What an amazing story.

So I'm glad I told him "Stick with it."

You also worked on the film with Harley Quinn Smith, Kevin's daughter, who is named for the character from the show.

Isn't that wild? Yeah. She's terrific. And Johnny Depp's daughter is in it too. And both of them are just such professional and talented actresses. They were... there was no nonsense on that set at all. I mean, they showed up. They knew their stuff. They performed really well. Very, very professional. I had a really good time working with them.

What are the things that you are still looking for in your professional life, looking to accomplish right now? Anything that's sort of like on your bucket list to get done still?
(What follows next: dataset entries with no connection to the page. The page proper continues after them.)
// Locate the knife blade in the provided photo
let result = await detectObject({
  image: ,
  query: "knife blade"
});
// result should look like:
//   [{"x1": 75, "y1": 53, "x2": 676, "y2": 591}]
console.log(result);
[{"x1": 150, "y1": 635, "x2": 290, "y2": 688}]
Well, I have about a million things on my bucket list. I don't know where to start. Every time I go to see a play, I think, "Oh, why aren't I doing plays anymore? I love doing theater." So I've got to get back and do more theater. But I haven't been in a number of years. And I just hope that opportunities keep presenting themselves to me. The biggest challenge as an actor and as an artist is to constantly grow, and to not get stuck. Especially with a character you've been performing for 23 years. I mean, the big challenge for me has been to keep him fresh. And to keep it, you know, real.

And the nice thing has been the different incarnations of Batman. Like these games now that I do, the Arkham games -- it's been a whole new kind of challenge to keep that character alive, recording him for 8 hours a day for two years. Which is what the last game took to get done. I mean, it was a masterpiece of a thousand lines of dialogue. That's a massive amount of work to keep the character real. So each project presents its own challenges.
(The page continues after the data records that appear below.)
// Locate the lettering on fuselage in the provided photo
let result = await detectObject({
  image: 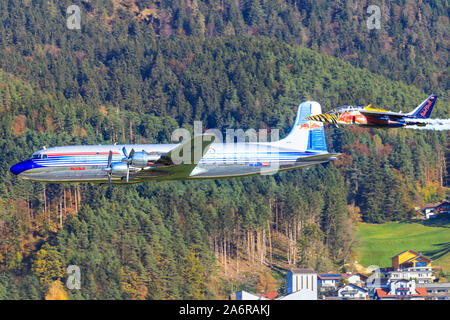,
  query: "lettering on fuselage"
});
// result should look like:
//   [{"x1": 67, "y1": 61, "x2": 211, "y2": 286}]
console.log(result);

I have to ask: that voice you put on for Batman can literally stop someone in their tracks. I'm wondering if you've ever had that happen just in your daily life, where you've lowered the voice just an octave and somebody's kind of frozen, or trying to figure out "What did I just hear?"
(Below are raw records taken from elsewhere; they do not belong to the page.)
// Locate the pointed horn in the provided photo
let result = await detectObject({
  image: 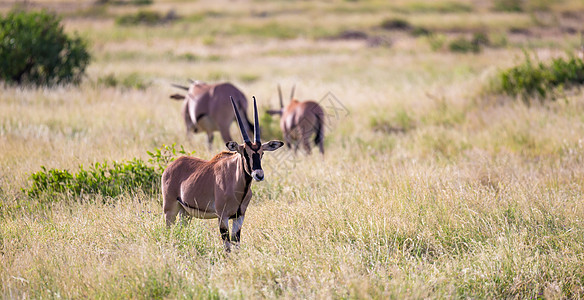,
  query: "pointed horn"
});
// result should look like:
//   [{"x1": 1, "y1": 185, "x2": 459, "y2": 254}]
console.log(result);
[
  {"x1": 253, "y1": 96, "x2": 260, "y2": 143},
  {"x1": 230, "y1": 96, "x2": 250, "y2": 143},
  {"x1": 171, "y1": 83, "x2": 189, "y2": 91},
  {"x1": 290, "y1": 84, "x2": 296, "y2": 101},
  {"x1": 277, "y1": 84, "x2": 284, "y2": 109}
]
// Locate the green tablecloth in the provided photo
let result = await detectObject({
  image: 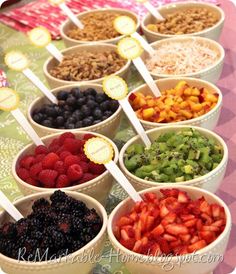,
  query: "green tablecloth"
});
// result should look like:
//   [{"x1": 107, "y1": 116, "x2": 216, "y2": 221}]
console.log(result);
[{"x1": 0, "y1": 23, "x2": 146, "y2": 273}]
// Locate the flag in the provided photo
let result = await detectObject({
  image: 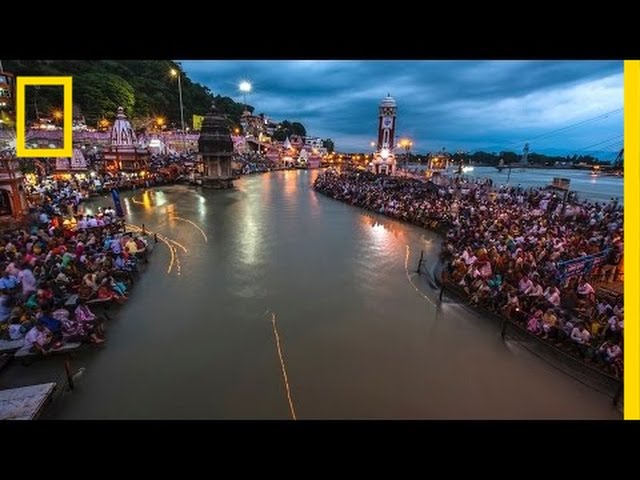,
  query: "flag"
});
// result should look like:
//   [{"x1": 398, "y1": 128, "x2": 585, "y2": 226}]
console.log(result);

It is fun to do, I have to say. It's a nice thing to pull out of the bag when you want to shock people. Yes. I've done that, I have to admit. You know who are big fans for some reason are the TSA guys at the airports. A lot of them, when they see my driver's license, they go, "Oh my god, it's Batman!" So then I have to do the voice. And then it always creates a big scene.

Have you gotten to know anybody else who's sort of worn the mantle of Batman in film and TV? Have you gotten to spend any time with Adam West or any of the movie Batmen and talk about that sort of shared legacy that you fellas have?

Well, Adam West voiced that character called The Grey Ghost in "Batman: The Animated Series," so I actually worked with him a long time ago. And now I see him periodically at comic cons. In fact, I posted a picture of the two of us at Dallas-Fort Worth Airport just recently on my Twitter site. And I captioned it, "Batmen spotted at DFW." And fans went wild for it. It was a great photo. He is such a great guy. He's a very elegant, classy actor. He's really a nice guy. He's great to work with. He's very respectful of the fans. He's a wonderful person. I haven't actually met any of the other on-camera Batmen. Someday, I guess.

We need to put some special event together to get all you Batmen under the same roof.

It would be funny. Yeah, that would be funny.

"Turbo FAST" Season Two is now streaming on Netflix.